The storm was eventually downgraded to a level 1, but they said it was still gonna mess our shit UP! They said there were signs that tornadoes would develop here, too! "GREAT! Earthquake, Hurricane, Tornadoes, all in one week!" I thought. We waited all day for the fury of Irene to unleash itself upon us. I eventually went to bed exhausted from 3 days of battening down the hatches, and woke up 5am on SUNDAY only to find that absolutely nothing had happened during Irene. It just rained a lot and there were some leaves on the ground. I was pretty pissed. Not that I longed for destruction, but the authorities and media blew this thing WAAAAY out of proportion, and scared a lot of folks. Next time they say there's a deadly storm headed our way, literally no one is going to take it seriously. Irene was a joke. We regularly get much more terrifying and destructive T-storms around here. Again, total fucking joke. We didn't even lose power (though I heard a lot of others on the shore did) and we normally lose power when it drizzles. BUT STILL - I didn't get any obnoxious emails or tweets from gulf-coast states saying "Category 1? HA HA HA HA HA I eat category 1 hurricanes for breakfast, you pansies!" Nor did I get any emails from the Midwestern states saying "You call that a twister?
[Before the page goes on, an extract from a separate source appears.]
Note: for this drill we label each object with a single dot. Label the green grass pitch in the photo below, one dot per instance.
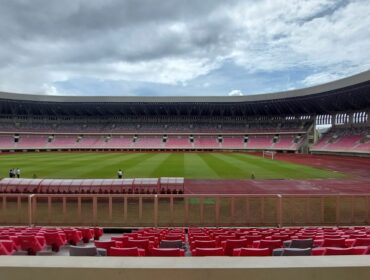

I use tornadoes like that to stir my coffee in the morning, you pansies!" WHY? Because THEY AREN'T IMMATURE FUCKING ASSHOLES like people on the West Coast!! Yeah that's right, I said it. You got a problem with that? I don't give a toss. I have no plans to run for president, unite this great nation and celebrate our commonality as Americans! Hell no. Y'all can suck it. And you do, you narcissistic bastards! (East Coasters hold a grudge, bitches!)
So that's why I've been too busy to write, dear bloggy-wog. I hope you'll forgive me.